The inexperienced PCB is considered one of my Mac ROM SIMM programmer boards. It’s unpopulated aside from the 64-pin ROM SIMM socket and a jumper wire soldered to virtually each pin. For those who pay shut consideration to my weblog, you may keep in mind it from my next-generation SIMM programmer prototyping. So basically I simply needed to hook up virtually all of those jumper wires to my PDS card. One after the other.

Which will sound straightforward, however it wasn’t. The jumper wires are too brief, and it will get increasingly more troublesome to squeeze them in place as you get nearer to the top. Tweezers have been very useful for positioning issues as I used to be ending up. The ultimate end result ended up wanting pretty chaotic, however hey, every thing is linked!

Right here it’s, put in in my LC 475 in all its glory, with a nook of the programmer PCB resting on the 68LC040 CPU and my duplicate Lobos Board programmable ROM SIMM put in.

After my previous adventures with by accident damaging my LC 475 logic board’s onboard flash /WE pin by placing 12V on it, I used to be very cautious to ensure 12V (VPP) was not shorted to every other pins within the circuit.

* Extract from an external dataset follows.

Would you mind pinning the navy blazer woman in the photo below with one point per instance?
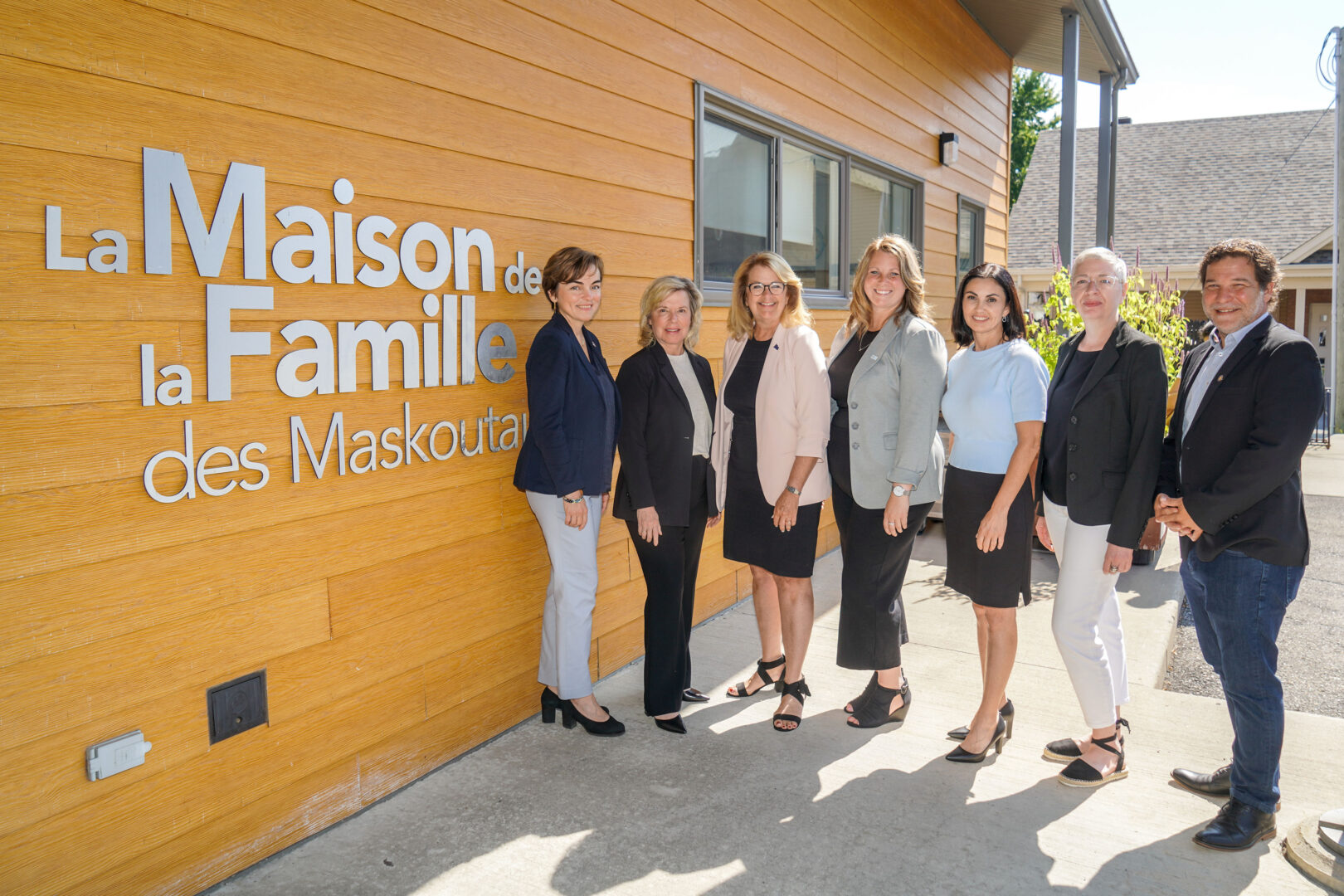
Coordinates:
(656, 437)
(567, 446)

I cautiously powered on my LC 475. Chances are you’ll discover within the above image I don’t have a battery put in, which implies I’ve to flip the facility swap on and off after the boot chime to ensure that the onboard video to work accurately.

It nonetheless booted simply effective, so I didn’t screw something up with all of my loopy jumper wires hanging round. Effectively, they may have been briefly broadcasting radio waves to my neighbors, however not less than the pc labored. I couldn’t wait to attempt opening the Flasher utility and seeing if it could detect something.

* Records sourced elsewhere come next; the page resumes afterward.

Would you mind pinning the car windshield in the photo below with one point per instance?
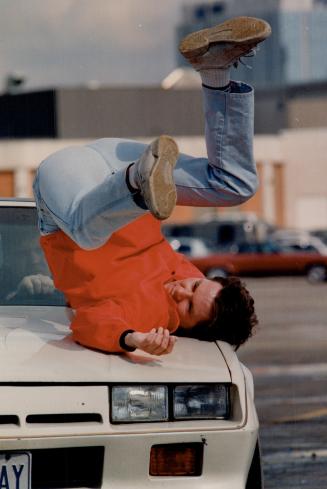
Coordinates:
(24, 275)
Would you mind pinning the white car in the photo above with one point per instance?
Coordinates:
(71, 417)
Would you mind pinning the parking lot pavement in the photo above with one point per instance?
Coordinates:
(287, 357)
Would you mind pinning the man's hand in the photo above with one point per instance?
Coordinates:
(156, 342)
(33, 284)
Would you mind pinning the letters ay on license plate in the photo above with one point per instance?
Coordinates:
(15, 470)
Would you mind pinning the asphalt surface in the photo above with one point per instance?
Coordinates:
(288, 358)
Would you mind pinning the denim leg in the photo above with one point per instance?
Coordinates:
(228, 177)
(82, 190)
(78, 191)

I’m at all times skeptical when one thing works on the primary attempt, however it freaking labored. I had wired up each single a type of jumper wires accurately! The PDS ROM Information part confirmed a four-chip Am28F020 SIMM. This meant that each learn and write cycles have been working correctly, as a result of they’re each wanted with a purpose to carry out the chip identification process.

This screenshot was taken after I had been taking part in with it for some time and had flashed the LC 475 inventory ROM to the SIMM. Right here’s a video of the programming course of so you may examine it to how onboard ROM SIMM flashing worked.

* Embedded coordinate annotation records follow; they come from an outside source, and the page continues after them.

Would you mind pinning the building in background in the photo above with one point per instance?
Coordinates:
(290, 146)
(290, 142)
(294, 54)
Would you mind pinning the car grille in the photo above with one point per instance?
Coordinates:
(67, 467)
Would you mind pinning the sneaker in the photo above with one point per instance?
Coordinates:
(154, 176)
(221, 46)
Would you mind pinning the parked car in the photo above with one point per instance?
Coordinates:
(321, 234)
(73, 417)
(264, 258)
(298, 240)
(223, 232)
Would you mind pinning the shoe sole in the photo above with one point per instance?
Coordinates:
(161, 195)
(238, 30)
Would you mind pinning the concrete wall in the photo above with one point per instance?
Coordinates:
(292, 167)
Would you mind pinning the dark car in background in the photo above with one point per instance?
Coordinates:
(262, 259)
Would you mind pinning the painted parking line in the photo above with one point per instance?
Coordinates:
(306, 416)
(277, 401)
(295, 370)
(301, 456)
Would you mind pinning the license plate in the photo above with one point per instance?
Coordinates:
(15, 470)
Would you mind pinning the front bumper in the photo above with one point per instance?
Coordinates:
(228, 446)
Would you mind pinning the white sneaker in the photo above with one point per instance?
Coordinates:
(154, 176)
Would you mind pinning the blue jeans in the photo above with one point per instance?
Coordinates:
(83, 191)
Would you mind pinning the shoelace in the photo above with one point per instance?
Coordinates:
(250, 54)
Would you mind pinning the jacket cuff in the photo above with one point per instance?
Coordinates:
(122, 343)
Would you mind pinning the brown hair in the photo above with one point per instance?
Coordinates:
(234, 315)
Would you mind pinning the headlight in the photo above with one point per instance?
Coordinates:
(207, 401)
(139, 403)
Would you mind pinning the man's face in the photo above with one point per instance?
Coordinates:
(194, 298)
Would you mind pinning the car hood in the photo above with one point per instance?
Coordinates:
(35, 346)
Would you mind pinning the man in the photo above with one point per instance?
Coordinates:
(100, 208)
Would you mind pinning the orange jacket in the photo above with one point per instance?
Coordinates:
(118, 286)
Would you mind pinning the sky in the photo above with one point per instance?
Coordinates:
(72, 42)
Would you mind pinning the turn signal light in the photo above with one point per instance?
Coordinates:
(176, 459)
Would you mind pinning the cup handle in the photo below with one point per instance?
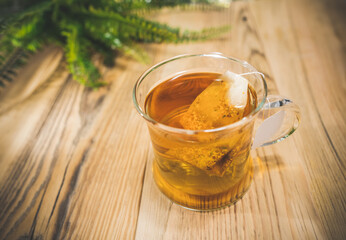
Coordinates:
(280, 118)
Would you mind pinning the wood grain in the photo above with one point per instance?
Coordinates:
(76, 163)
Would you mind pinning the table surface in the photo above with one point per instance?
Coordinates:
(75, 163)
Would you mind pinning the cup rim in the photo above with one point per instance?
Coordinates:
(242, 121)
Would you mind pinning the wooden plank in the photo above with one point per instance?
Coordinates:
(73, 171)
(76, 163)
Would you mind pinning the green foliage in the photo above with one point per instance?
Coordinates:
(85, 27)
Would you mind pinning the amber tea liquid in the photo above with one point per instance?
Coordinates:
(200, 171)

While you program a ROM picture by way of this PDS card, the UI updates as you do it. It tells you that it’s erasing, then programming, and at last verifying. Onboard SIMM programming didn’t enable this, as a result of you may’t do Mac toolbox calls when you’re in the midst of programming your onboard ROM. There was no easy method to replace the display in that case. Additionally, it simply leaves you again within the Flasher utility when it’s completed. It doesn’t robotically reboot prefer it does after reprogramming the identical ROM you booted from.

I hope this journey down Apple developer reminiscence lane is attention-grabbing to folks on the market. It has been a blast reviving this software program and with the ability to share my findings with the world. I truthfully might barely sleep final evening after I acquired my PDS card working. I’ve by no means made something like this earlier than, and it’s opening up new avenues for me to study extra about {hardware} design. Is there any curiosity from folks in really proudly owning considered one of these programmer playing cards? Clearly, it could be a cultured PCB and never my rat’s nest depicted above. One concern is with so many alternative PDS slots on the market, there must be completely different variants of the cardboard. Both that or one mega card that has the entire required card connectors. That would get costly although…

Both method, this positively isn’t the top of this matter. I plan on hacking the Flasher software program to additionally assist fashionable ROM SIMMs in each the inner SIMM socket and the flash card. I’ll positively share the method of determining learn how to hack the software program. I’ve made some good progress on crudely hacking the code to show the idea, however I need to be sure I do my closing hackery the “proper method” in order that it’s maintainable going ahead.